La democracia implica la supremacía del Estado de Derecho, por lo cual es incompatible con aquellos regímenes que reúnen en sus manos todo el poder público: legislativo, ejecutivo y judicial. Siempre que la actuación de la administración pública esté condicionada por la Ley, el ciudadano común dispondrá de facultades para hacer valer sus derechos ante la autoridad competente, en caso de excesos cometidos por la burocracia administrativa. Sobre la actuación de la administración pública, igualmente gravita un imprescindible control fiscal –la función pública que supervisa el trámite de los recursos y bienes del Estado y que alcanza la actuación de las personas y entidades que los administran–. 

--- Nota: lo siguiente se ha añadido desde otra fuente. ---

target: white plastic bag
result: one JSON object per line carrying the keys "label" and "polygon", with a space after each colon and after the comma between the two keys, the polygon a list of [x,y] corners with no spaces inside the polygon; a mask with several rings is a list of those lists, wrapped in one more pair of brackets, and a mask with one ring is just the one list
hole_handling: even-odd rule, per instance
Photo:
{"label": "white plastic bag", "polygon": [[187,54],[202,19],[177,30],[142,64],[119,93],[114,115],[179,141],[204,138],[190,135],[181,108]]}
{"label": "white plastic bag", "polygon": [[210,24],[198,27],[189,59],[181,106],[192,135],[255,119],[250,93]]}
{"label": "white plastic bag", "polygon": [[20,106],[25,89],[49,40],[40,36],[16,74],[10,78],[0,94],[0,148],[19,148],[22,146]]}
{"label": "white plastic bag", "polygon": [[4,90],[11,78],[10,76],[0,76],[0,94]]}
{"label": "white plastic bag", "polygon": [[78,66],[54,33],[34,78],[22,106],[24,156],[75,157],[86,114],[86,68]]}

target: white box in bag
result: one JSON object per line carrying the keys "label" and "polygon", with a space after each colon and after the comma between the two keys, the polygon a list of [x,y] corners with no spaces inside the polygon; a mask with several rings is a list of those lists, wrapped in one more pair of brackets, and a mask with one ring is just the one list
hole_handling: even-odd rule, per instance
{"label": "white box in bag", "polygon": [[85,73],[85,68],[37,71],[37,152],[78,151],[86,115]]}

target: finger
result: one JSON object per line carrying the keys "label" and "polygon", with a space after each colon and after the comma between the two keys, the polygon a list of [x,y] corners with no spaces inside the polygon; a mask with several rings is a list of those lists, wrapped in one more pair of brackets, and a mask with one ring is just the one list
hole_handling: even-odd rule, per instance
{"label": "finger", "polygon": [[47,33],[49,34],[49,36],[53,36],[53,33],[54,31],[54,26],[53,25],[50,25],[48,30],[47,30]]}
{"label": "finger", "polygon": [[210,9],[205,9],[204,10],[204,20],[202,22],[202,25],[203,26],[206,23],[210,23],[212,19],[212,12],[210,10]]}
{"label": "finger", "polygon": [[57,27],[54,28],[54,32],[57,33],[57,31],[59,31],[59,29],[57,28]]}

Conjugando el pensamiento de Michelena y el de von Mises –ambos liberales doctrinarios–, llegamos a la conclusión que el buen gobierno debe disponer de facultades que le permitan remover a los burócratas empedernidos de sus cargos, sustituyéndolos por personal suficientemente formado, capacitado y honesto, que a su vez se someta al imperio de la ley y a los dictámenes del control fiscal. Porque como recordaba Uslar Pietri en 1983, parafraseando aquella fórmula imperecedera del Libertador: “…hombres virtuosos, hombres patriotas, hombres ilustrados, constituyen las Repúblicas…”.